On March 26, Singapore-based Grab ended months of speculation of a merger when it announced that it had acquired Uber's South-east Asia operations for an undisclosed sum.

Uber will take a 27.5 per cent stake in Grab. With the acquisition, Grab will take over Uber's operations and assets in Cambodia, Indonesia, Malaysia, Myanmar, the Philippines, Singapore, Thailand and Vietnam.

Baker McKenzie said fintechs will also fuel the increase in listing values as they scale up and look to initial public offerings (IPO) to raise additional funding or to provide exits for their private equity and venture capital investors.

In the Asia-Pacific, numerous fintech companies are also tapping the IPO markets, as well as insurance companies in countries like India, where the sector is growing rapidly and valuations have been "soaring".

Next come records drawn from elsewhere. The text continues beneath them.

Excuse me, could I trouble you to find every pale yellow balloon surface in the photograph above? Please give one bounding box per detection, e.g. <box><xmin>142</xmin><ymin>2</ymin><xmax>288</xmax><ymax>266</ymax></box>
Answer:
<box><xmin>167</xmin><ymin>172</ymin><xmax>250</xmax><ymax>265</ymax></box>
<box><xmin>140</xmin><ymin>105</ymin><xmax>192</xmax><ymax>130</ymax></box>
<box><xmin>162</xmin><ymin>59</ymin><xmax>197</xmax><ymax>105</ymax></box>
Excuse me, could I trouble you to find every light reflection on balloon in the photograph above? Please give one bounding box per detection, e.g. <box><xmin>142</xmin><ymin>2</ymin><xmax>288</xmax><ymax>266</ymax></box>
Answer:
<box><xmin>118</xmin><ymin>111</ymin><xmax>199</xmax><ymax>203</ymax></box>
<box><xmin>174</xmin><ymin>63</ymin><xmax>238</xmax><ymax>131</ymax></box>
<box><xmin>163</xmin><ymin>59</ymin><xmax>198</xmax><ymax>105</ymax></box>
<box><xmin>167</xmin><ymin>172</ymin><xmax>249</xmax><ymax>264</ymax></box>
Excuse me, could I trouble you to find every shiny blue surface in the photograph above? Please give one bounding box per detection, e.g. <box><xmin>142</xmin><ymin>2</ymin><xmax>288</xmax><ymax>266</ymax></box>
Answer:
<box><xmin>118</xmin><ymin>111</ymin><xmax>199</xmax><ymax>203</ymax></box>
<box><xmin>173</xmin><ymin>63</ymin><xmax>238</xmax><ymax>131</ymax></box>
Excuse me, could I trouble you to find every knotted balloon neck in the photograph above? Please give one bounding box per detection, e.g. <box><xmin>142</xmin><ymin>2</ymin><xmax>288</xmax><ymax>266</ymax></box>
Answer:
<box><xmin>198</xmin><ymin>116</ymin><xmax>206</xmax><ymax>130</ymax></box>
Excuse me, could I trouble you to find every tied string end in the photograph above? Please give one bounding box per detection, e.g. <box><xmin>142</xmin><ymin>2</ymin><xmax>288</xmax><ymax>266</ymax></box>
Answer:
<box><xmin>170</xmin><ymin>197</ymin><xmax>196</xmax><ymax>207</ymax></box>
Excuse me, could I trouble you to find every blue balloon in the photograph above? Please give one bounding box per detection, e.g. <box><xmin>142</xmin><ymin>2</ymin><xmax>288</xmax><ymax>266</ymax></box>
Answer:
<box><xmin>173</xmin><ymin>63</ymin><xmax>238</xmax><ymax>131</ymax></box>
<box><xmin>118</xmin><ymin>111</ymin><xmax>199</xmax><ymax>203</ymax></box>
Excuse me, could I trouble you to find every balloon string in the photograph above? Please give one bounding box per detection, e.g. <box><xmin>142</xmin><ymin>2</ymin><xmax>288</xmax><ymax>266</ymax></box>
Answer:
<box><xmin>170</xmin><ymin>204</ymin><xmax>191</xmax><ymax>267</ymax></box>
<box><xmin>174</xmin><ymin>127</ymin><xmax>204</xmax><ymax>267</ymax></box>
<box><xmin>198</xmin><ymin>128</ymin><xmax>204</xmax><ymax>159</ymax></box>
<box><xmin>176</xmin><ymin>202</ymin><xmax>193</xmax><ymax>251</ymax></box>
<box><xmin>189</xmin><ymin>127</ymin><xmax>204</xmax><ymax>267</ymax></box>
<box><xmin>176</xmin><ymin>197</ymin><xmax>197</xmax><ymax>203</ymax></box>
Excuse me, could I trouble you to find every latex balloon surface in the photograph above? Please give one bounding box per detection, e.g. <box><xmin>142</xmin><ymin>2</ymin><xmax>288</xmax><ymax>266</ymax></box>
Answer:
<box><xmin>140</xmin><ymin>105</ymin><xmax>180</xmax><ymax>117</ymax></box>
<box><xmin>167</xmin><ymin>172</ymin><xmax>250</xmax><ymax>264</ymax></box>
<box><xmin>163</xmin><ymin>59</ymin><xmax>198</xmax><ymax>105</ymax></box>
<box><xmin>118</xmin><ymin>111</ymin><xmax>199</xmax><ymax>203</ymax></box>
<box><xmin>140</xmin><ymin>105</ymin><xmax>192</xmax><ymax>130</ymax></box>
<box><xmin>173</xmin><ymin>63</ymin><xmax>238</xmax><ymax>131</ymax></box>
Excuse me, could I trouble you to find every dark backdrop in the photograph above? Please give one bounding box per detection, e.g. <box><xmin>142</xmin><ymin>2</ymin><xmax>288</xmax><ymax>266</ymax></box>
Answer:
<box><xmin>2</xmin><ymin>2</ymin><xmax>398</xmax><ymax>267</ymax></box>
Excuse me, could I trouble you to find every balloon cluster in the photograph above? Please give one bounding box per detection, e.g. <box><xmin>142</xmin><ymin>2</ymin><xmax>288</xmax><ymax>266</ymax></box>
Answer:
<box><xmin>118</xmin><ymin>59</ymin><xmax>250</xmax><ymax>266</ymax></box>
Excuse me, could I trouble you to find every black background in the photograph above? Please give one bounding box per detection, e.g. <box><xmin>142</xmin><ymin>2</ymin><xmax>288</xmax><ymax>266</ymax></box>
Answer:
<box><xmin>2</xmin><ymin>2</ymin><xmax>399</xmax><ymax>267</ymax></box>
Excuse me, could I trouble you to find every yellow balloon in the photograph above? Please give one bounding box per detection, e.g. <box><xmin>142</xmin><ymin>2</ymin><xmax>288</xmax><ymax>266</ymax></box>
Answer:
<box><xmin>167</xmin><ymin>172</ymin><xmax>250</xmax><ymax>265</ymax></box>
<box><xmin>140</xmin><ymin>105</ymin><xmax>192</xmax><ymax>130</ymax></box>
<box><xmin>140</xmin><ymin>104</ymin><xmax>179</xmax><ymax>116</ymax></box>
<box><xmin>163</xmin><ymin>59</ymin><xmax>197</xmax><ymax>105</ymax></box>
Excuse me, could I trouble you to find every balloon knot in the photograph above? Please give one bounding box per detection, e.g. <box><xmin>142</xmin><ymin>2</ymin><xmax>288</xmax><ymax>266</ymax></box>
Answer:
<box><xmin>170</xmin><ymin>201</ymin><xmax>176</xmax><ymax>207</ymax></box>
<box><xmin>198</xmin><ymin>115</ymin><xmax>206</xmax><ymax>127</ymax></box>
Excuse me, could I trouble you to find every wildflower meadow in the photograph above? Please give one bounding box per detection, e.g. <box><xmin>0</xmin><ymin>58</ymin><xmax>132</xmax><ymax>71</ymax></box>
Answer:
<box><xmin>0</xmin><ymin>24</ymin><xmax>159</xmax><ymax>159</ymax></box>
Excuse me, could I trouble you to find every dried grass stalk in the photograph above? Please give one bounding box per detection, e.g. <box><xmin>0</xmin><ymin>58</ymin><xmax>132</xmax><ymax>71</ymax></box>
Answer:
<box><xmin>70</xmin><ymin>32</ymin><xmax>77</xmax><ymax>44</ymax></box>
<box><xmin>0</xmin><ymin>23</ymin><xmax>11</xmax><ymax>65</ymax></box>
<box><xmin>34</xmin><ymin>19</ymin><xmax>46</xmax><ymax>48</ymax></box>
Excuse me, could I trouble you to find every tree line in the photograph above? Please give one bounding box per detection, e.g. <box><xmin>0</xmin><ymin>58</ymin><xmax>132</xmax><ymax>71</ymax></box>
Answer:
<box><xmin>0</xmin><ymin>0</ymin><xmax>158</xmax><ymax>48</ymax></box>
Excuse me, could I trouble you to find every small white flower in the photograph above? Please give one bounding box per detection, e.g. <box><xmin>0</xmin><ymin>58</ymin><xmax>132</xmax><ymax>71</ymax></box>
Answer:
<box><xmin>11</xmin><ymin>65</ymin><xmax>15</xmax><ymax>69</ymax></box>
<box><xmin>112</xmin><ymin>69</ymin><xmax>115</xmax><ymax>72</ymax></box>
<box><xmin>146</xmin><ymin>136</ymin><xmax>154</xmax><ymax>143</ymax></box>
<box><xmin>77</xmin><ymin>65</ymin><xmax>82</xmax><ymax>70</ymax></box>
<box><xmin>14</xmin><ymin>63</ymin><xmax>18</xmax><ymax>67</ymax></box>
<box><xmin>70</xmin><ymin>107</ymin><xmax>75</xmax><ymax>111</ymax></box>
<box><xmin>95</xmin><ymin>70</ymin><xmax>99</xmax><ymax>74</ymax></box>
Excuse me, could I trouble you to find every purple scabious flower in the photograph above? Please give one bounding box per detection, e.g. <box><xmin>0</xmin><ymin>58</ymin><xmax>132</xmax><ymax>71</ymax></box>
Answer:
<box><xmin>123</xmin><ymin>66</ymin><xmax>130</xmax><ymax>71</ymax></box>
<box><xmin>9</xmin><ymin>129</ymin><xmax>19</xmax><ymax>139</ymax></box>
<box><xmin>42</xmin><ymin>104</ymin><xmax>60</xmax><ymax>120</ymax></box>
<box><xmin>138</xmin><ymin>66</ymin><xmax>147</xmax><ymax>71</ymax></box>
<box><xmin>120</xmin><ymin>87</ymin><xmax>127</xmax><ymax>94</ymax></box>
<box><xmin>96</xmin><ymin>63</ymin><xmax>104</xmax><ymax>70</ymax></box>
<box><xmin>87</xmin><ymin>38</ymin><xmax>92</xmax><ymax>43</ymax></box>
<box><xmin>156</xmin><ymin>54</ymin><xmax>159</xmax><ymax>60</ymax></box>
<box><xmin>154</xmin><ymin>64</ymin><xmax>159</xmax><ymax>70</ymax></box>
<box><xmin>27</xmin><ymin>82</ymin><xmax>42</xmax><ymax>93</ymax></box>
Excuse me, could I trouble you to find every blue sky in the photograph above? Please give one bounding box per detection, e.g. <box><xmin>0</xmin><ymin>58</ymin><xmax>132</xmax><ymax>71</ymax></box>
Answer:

According to Baker McKenzie, M&A values in the global financial sector will rise to US$616 billion in 2018, up 25 per cent from US$462 billion in 2017. This is attributed to "ultra low" interest rates, tech-enabled disruption, and regulatory pressure, which have created an environment to drive M&A activity across the financial sector throughout 2018 and beyond.

But as interest rates rise, global trade and investment growth slows, and equity prices correct, M&A values in the financial sector are forecast to fall to US$569 billion in 2019 and US$450 billion in 2020.